The administrative record contains substantial evidence supporting the county's determination that the project does not have the potential for significant environmental effects which would require an EIS. We affirm the county's decision because it was not arbitrary and capricious. Having determined that there was no potential for significant environmental effects, the county's requirement that four additional studies be completed as a condition for issuing a CUP was not arbitrary and capricious. Even if the CUP decision was not separate from the question of whether an EIS was needed, the county would have complied with Minn.R. 4410.1700, subpt. 7's requirement that the RGU consider other environmental studies and mitigation by land use regulation.

Because we affirm the county's designation as the RGU under Minn.R. 4410.0500, we need not address the MCEA's motion to strike the portions of the Association of Minnesota Counties' brief referencing the EQB proceedings. The motion is dismissed.

Affirmed.

DAVIES, Judge (concurring specially).

I concur with the majority opinion in its entirety, but write separately because I believe, in addition, that the MCEA lacks standing to challenge the designation of the county as the RGU. The designation of a RGU is probably not ever appropriate for judicial review. And if designation ever is subject to judicial review, the MCEA here failed to exhaust its administrative remedies.

The selection of the RGU is an assignment of administrative responsibility within the government's structure. Minnesota Rule 4410.0500 (1993) provides the procedure and time limits for government units to designate among themselves the RGU. Where two or more government units with apparent jurisdiction cannot agree on the selection of the RGU, the EQB chairperson is to determine which unit should be the RGU. Minn.R. 4410.0500, subpt. 5(B)(2) (1993). And, if there has been a prior choice of a RGU by another agency, the EQB has the prerogative to trump that selection "if the EQB determines a new designee has greater expertise in analyzing the potential impacts of the project." Id., subpt. 6 (1993). In all cases where the RGU is designated by the EQB chairperson or by agreement of eligible government units, the selection must be made "within five days of receipt of the completed data portions of the EAW." Id. See also Minn.R. 4410.0500, subpt. 5(B)(1) and (2) (1993) (placing five-day limit on selection process).

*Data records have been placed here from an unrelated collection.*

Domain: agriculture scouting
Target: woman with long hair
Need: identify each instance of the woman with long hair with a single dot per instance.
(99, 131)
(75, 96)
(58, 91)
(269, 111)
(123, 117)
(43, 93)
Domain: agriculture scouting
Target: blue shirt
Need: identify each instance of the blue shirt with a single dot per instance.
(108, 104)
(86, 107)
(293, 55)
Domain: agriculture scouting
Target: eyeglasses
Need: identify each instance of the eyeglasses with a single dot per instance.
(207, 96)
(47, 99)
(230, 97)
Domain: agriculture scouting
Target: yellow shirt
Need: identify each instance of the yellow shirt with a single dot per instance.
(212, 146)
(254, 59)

The IRRRB and the county agreed to make the county the RGU. The county was a reasonable choice, even if not the most appropriate RGU, because of its land use expertise and permit authority over the project. *886 See Minn.R. 4410.0500, subpt. 1 (1993) (RGU for mandatory categories); Minn.R. 4410.4300, subpts. 19, 28 D (1993) (mandating the RGU for projects involving residential development and forested lands). Selection of the county was not trumped by the EQB chair and became conclusive.

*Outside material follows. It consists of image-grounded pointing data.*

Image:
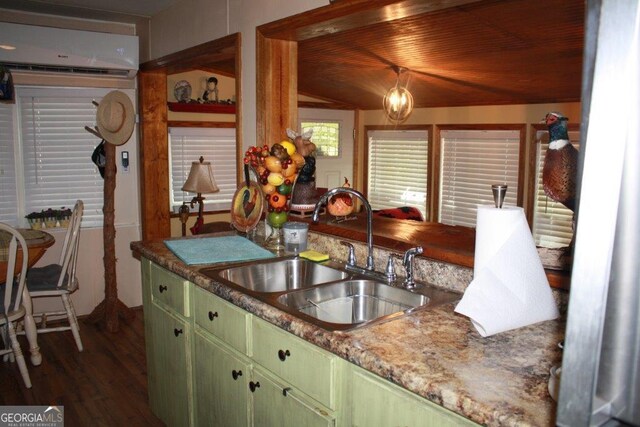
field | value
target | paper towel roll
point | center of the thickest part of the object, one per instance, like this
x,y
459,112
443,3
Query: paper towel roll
x,y
509,288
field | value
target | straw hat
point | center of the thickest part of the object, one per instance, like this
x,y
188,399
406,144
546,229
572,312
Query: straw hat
x,y
115,117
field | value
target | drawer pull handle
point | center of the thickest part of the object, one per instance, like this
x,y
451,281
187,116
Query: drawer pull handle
x,y
282,354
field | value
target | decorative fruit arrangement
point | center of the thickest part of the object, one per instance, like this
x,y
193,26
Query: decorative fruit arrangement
x,y
341,204
277,168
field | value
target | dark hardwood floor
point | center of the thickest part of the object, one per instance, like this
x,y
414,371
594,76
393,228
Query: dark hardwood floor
x,y
105,385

Here, the MCEA did not request that the EQB designate the IRRRB as the RGU when the county issued the EAW in February 1994. The MCEA failed to challenge the selection of the county as RGU in May 1994 when the MCEA sought the EQB's review of the county's negative declaration for the EIS. The MCEA first challenged the designation of the county as the RGU on June 9, 1994, when it sued the county to compel the preparation of an EIS before project construction. Clearly, the MCEA failed to exhaust its administrative remedies by not seeking the EQB's determination on the appropriate RGU in the initial stages of the environmental review process, as contemplated by Minn.R. 4410.0500. See Adams v. United States Envtl. Protection Agency, 38 F.3d 43, 50 (1st Cir.1994) (to promote judicial economy and application of agency's expertise, court declined to consider issues not raised during administrative process).

Moreover, even if the IRRRB had been selected as a RGU, the parties and this court would be exactly where we are now: this court would be reviewing the merits of the RGU's negative declaration of the need for an EIS. Thus, for us now to review the designation of the RGU would only create further delay in the environmental review process.

NOTES

[*] Retired judge of the district court, serving as judge of the Minnesota Court of Appeals by appointment pursuant to Minn. Const. art. VI, § 10.